According to Fitch’s report, the response to Freddie Mac’s two actual loss Structured Agency Credit Risk deals shows that investors are willing to buy more risk.

“The significance of the actual loss deals is that they increase the amount of risk that the GSEs are able to offload,” said Fitch Director Sean Nelson. “We expect actual-loss transactions to become more common in the future as they provide this type of risk-offload for the GSEs and are likely more sustainable over the long-run.”

In addition to increased activity from Freddie Mac, Fannie Mae is expected to issue their first actual loss risk-sharing transaction later this year, Fitch said. 

According to Fitch’s report, GSE risk-sharing transactions are expected to contribute a consistent supply to the market for the foreseeable future.

The first half of 2015 started off strong, with Fannie and Freddie issuing roughly $6.8 billion, which would put 2015’s issuance on pace to surpass 2014’s total issuance of roughly $10.8 billion.

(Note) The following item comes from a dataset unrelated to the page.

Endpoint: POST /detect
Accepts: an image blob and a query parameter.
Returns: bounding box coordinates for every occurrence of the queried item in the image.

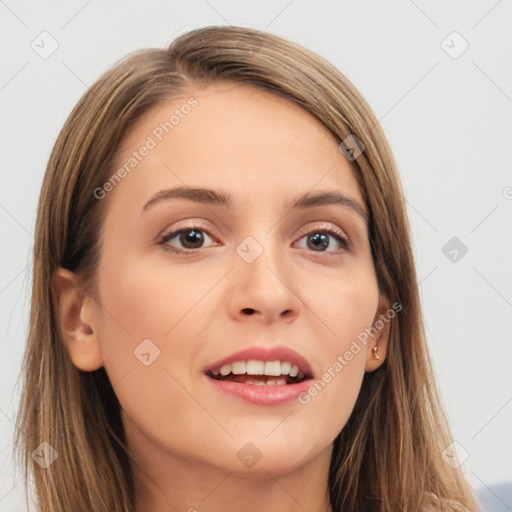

Fitch’s report states that the structure and foundation of the GSEs’ risk-sharing deals will serve investors well moving forward.

According to Fitch’s report, the deals have strong credit characteristics, clean performance to date with limited repurchases thus far.

“Agency mortgages included in recent reference pools have better credit attributes than historical averages,” Fitch said in its report, noting that when compared with strong-performing vintages, like those prior to 2005, the reference pools have significantly higher average FICO scores (758 versus 716).

Fitch also said that the high credit quality of the borrowers is reflected in the clean payment history of the deals. According to Fitch’s data, of the mortgage loans include in all of the risk-sharing deals since 2013, only 29 basis points are currently delinquent.

The repurchases on the underlying loans have been limited as well.

“While the rate of repurchases, compared with credit events, has slowed of late, both metrics make up an immaterial amount of the total pool at less than three basis points each,” Fitch said.